One April morning in 2016, Daryl Carpenter, a charter boat captain out of Grand Isle, La., took some clients to catch redfish on a marsh pond that didn’t use to exist. Coastal erosion and rising seas are submerging a football field’s worth of Louisiana land every hour, creating and expanding ponds and lakes such as the one onto which Carpenter had piloted his 24-foot vessel.
Suddenly, another boat pulled up beside Carpenter’s. “You’re trespassing,” the other driver declared, before chasing him and his clients down the bayou. The sheriff’s office later threatened to arrest Carpenter if he ever returned to the pond. There was just one problem: Under Louisiana state law, any waterways that are accessible by boat are supposed to be public property, argued Carpenter—even what was previously unnavigable swampland.
Carpenter sued the sheriff, as well as Castex Energy Inc., which owns the property around the pond, for interfering with his business. A district court decided against him in March, noting that an earlier ruling found that the territory was unnavigable swampland when the state sold it into private ownership in the 1800s. Carpenter is appealing that ruling.

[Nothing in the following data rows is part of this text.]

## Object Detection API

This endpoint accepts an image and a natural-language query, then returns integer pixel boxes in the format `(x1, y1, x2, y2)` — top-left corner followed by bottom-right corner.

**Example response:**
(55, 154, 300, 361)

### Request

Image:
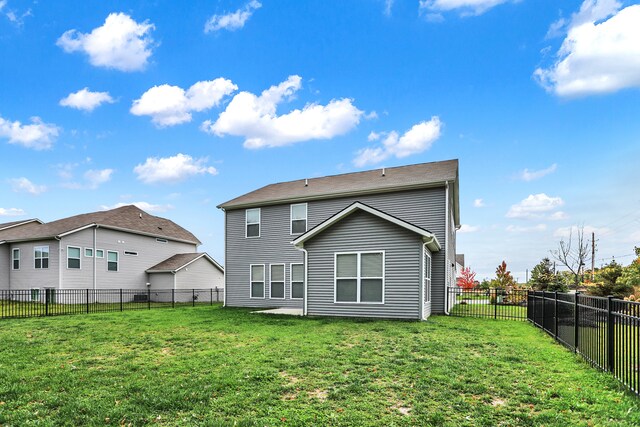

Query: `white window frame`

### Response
(290, 203, 308, 235)
(245, 208, 261, 238)
(30, 288, 40, 302)
(95, 249, 104, 258)
(67, 246, 81, 270)
(107, 250, 119, 272)
(334, 251, 385, 304)
(12, 248, 20, 270)
(34, 245, 49, 269)
(290, 263, 304, 300)
(250, 264, 265, 299)
(269, 264, 286, 300)
(424, 251, 432, 303)
(84, 248, 94, 258)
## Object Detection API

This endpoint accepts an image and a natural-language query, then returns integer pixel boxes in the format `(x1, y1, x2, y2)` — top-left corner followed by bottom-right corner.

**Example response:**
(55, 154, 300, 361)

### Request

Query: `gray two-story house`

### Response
(218, 159, 460, 320)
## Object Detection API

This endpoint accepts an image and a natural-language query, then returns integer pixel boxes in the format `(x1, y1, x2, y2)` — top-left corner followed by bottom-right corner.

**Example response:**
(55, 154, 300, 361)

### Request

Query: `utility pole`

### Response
(526, 269, 529, 283)
(591, 232, 595, 281)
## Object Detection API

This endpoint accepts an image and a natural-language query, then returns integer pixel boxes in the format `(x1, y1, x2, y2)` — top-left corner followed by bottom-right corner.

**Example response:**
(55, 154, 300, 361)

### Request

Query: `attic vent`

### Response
(382, 168, 385, 177)
(156, 238, 168, 244)
(139, 213, 142, 218)
(304, 179, 308, 187)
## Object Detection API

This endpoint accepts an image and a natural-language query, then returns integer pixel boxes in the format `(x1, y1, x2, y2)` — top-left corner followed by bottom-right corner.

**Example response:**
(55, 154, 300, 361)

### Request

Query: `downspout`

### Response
(422, 236, 436, 321)
(444, 181, 450, 315)
(222, 207, 227, 308)
(93, 226, 97, 293)
(55, 236, 62, 290)
(293, 244, 308, 316)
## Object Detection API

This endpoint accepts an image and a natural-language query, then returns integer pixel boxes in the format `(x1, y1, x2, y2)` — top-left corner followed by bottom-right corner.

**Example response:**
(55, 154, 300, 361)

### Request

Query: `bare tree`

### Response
(551, 225, 590, 289)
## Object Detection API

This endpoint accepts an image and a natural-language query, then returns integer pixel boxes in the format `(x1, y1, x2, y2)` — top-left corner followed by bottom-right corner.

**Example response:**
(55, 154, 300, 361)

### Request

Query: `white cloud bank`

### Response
(10, 177, 46, 195)
(101, 201, 173, 213)
(535, 1, 640, 97)
(518, 163, 557, 181)
(205, 0, 261, 33)
(131, 78, 237, 127)
(134, 153, 218, 184)
(506, 193, 565, 220)
(202, 75, 363, 149)
(419, 0, 513, 17)
(60, 88, 115, 112)
(57, 12, 155, 72)
(353, 117, 442, 167)
(554, 224, 612, 238)
(62, 168, 114, 190)
(473, 198, 485, 208)
(0, 116, 60, 150)
(458, 224, 480, 233)
(0, 207, 25, 217)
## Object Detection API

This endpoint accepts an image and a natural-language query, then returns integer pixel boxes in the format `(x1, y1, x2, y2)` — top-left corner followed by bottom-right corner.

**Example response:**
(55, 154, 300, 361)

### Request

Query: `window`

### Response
(290, 203, 307, 234)
(67, 246, 81, 269)
(31, 288, 40, 302)
(335, 252, 384, 303)
(107, 251, 118, 272)
(424, 252, 432, 303)
(84, 248, 93, 257)
(34, 246, 49, 269)
(291, 263, 304, 299)
(246, 208, 260, 238)
(95, 249, 104, 258)
(124, 251, 138, 256)
(250, 264, 265, 298)
(156, 238, 168, 244)
(270, 264, 285, 299)
(12, 248, 20, 270)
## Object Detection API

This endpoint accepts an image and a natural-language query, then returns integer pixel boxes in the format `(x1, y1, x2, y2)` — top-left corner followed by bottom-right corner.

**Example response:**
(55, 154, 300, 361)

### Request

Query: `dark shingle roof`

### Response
(0, 219, 41, 231)
(146, 253, 223, 273)
(218, 159, 458, 210)
(0, 205, 200, 244)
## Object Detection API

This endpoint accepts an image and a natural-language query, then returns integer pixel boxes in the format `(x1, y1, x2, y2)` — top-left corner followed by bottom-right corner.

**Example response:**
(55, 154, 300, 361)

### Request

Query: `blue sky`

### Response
(1, 0, 639, 280)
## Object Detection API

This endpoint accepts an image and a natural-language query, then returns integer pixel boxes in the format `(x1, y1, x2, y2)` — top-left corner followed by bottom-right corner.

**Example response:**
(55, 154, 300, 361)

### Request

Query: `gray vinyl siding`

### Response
(175, 258, 224, 289)
(149, 272, 174, 290)
(304, 210, 422, 319)
(0, 245, 8, 290)
(8, 240, 60, 290)
(224, 186, 448, 313)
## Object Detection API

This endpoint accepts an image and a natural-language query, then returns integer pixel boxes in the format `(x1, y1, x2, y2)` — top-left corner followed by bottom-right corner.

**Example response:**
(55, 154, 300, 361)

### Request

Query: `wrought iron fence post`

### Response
(554, 291, 558, 340)
(574, 292, 580, 353)
(192, 289, 195, 307)
(120, 289, 123, 312)
(494, 289, 498, 319)
(147, 288, 151, 310)
(607, 295, 615, 373)
(45, 289, 49, 316)
(86, 289, 90, 314)
(541, 291, 545, 330)
(216, 287, 220, 303)
(172, 289, 175, 308)
(211, 288, 213, 305)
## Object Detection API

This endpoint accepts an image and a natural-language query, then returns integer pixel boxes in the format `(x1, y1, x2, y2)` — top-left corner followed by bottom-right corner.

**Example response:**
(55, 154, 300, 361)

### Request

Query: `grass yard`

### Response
(449, 302, 528, 320)
(0, 306, 638, 426)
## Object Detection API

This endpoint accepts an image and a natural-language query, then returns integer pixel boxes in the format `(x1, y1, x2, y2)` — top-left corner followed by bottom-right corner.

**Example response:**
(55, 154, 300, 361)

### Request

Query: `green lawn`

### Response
(0, 306, 638, 426)
(450, 302, 528, 320)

Carpenter’s suit reflects a legal and political dilemma that’s beginning to reverberate around the country: As seas rise and coasts wash away, who owns the land that goes underwater? Versions of that debate are taking place in courtrooms, legislatures, and government offices, raising the question of whether and when climate change justifies seizing private property. The stakes are enormous, affecting not just ownership of offshore mineral and fishing rights but also potentially trillions of dollars of coastal real estate.